Ideias que vêm de fora

— O meu nome é Severino,
como não tenho outro de pia.
Como há muitos Severinos,
que é santo de romaria,
deram então de me chamar
Severino de Maria;
como há muitos Severinos
com mães chamadas Maria,
fiquei sendo o da Maria
do finado Zacarias.
Mas isso ainda diz pouco:
há muitos na freguesia,
por causa de um coronel
que se chamou Zacarias
e que foi o mais antigo
senhor desta sesmaria.
...
Somos muitos Severinos
iguais em tudo na vida:
na mesma cabeça grande
que a custo é que se equilibra,
no mesmo ventre crescido
sobre as mesmas pernas finas,
e iguais também porque o sangue
que usamos tem pouca tinta.
E se somos Severinos
iguais em tudo na vida,
morremos de morte igual,
mesma morte severina:
que é a morte de que se morre
de velhice antes dos trinta,
de emboscada antes dos vinte,
de fome um pouco por dia
(de fraqueza e de doença
é que a morte severina
ataca em qualquer idade,
e até gente não nascida).
 
(João Cabral de Melo Neto, "Morte e Vida Severina")

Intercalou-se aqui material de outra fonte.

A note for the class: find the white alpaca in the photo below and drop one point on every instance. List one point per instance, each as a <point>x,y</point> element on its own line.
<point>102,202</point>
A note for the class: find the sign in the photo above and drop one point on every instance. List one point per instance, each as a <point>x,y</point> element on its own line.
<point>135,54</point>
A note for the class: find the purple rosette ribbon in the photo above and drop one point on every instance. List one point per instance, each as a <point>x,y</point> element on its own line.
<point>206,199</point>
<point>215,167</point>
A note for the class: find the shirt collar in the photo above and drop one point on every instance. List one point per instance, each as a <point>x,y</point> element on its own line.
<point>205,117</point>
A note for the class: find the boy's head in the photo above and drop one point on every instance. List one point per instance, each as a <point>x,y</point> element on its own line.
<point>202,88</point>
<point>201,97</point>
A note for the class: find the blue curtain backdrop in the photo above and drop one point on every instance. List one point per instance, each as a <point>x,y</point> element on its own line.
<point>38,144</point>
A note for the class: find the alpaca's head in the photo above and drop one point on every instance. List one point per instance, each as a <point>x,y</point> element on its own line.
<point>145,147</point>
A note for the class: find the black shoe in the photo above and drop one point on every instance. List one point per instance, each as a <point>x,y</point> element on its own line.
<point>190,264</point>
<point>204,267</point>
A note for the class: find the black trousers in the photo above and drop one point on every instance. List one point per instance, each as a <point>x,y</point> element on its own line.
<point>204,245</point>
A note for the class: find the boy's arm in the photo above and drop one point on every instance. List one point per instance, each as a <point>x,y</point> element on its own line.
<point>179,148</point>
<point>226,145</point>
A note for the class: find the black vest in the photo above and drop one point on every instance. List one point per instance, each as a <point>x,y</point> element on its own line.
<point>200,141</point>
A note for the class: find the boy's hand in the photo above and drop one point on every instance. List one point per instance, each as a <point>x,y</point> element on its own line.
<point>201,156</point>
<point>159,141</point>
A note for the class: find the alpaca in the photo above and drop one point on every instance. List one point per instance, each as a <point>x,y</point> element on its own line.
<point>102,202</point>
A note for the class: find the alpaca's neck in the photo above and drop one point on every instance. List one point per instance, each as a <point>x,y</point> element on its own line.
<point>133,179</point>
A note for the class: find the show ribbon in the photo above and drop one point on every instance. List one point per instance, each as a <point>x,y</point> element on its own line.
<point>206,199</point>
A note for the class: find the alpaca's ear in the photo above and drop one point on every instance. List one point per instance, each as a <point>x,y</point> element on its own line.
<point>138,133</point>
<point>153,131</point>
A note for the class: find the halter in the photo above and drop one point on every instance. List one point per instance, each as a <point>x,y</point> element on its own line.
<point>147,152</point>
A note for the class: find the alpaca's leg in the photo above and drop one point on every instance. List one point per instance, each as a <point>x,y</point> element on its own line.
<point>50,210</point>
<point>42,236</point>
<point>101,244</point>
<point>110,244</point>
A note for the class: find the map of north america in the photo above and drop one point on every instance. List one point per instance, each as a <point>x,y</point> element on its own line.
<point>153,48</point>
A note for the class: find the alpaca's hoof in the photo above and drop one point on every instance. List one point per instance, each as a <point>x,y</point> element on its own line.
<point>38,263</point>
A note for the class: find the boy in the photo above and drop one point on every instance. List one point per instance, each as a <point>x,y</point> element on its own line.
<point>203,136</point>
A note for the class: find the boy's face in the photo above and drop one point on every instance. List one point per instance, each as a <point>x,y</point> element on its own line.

Nesta passagem, o protagonista Severino diz que ele não é único nem especial.  Na verdade, porém, são as outras pessoas que impõem essa ideia nele.  A noção de que ele não tem valor e que ele é totalmente igual aos outros retirantes nordestinos vem da percepção que as pessoas que moram fora do sertão têm.  Por exemplo, quando ele encontra a mulher na janela, ele enumera as muitas formas de trabalho que sabe fazer mas ela insiste que nenhuma de suas competências vale nada.

Severino aponta as semelhanças que tem com seus compadres e mostra a forte identidade comunitária.  Muitos brasileiros, porém, acham que todos os retirantes nordestinos são totalmente iguais.  Mas Seu José mostra que não precisamos colocar todas as pessoas em estereótipos.